How To Let GoHow To Let Go
Addict II Athlete Podcast
Coach Blu and Marissa talk through practical ways to let go of past pain, addiction and unhealthy relationships, using their "erase and replace" approach. They share stories, tools and gentle challenges aimed at helping people turn old wounds into fuel for a healthier, more balanced life.
55:40•8 Mar 2021
How To Let Go: Dropping the Tyre of Your Past in Recovery
Episode Overview
- Removing an addiction or negative habit without intentionally adding healthy replacements leaves a void that is usually filled by something unhelpful.
- Simple mantras and positive "I am" statements can shift mindset and keep people moving forward when old patterns try to pull them back.
- Creating distance from toxic people, places and online connections makes it easier to let go of harmful relationships and memories.

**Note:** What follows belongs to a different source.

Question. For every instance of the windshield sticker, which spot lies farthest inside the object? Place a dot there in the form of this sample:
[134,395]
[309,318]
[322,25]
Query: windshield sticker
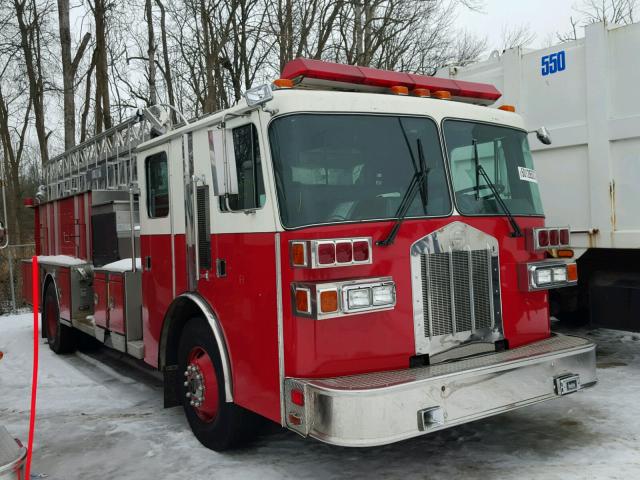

- Allowing space for grief and complex emotions, without judging the process or its timing, is essential for genuine healing.
- Self-care, supportive relationships and, where needed, professional help can prevent past trauma and addiction from defining the future or being passed on to children.
“Holding on to the past can be a conscious decision, just like letting go and moving forward can be a conscious decision.”
Curious about how others navigate their sobriety journey? This conversation on Addict II Athlete zooms in on one huge skill: learning how to let go of the past so it stops running the show. Coach Blu Robinson and athletic director Marissa chat through why clinging to old pain, trauma, addiction stories or toxic relationships can feel like dragging a tyre behind you in a race.
Their mascot “Wally” – a battered tyre athletes sometimes pull during events – becomes the perfect symbol of resistance that makes you stronger, as long as you eventually unclip the rope and move on. With plenty of humour and real-life examples, they unpack the team’s “erase and replace” philosophy: if you remove an addiction or negative habit and don’t intentionally fill the gap, something unhelpful will slip in.
So they break down practical ways to move forward, from creating a personal mantra (“I am” statements, little-engine-that-could style) to literally writing what you’re letting go of on your running shoes and wearing the word off mile by mile. They also talk about setting physical and emotional distance from toxic people, staying in your own lane instead of fixing everyone else, and using mindfulness to stop anxiety about the future or replaying the past.
Grief gets honest treatment too – denial, anger, bargaining, depression and acceptance aren’t neat steps, and that’s okay. One of the strongest messages is around self-compassion: “Holding on to the past can be a conscious decision, just like letting go and moving forward can be a conscious decision.” The pair urge anyone stuck in old hurt to consider self-care, healthier friendships, and, where needed, professional help, so painful stories don’t get passed on to the next generation.
If your history feels like an anchor rather than a lesson, this chat might have you asking: what tyre am I still dragging, and am I ready to finally let it go?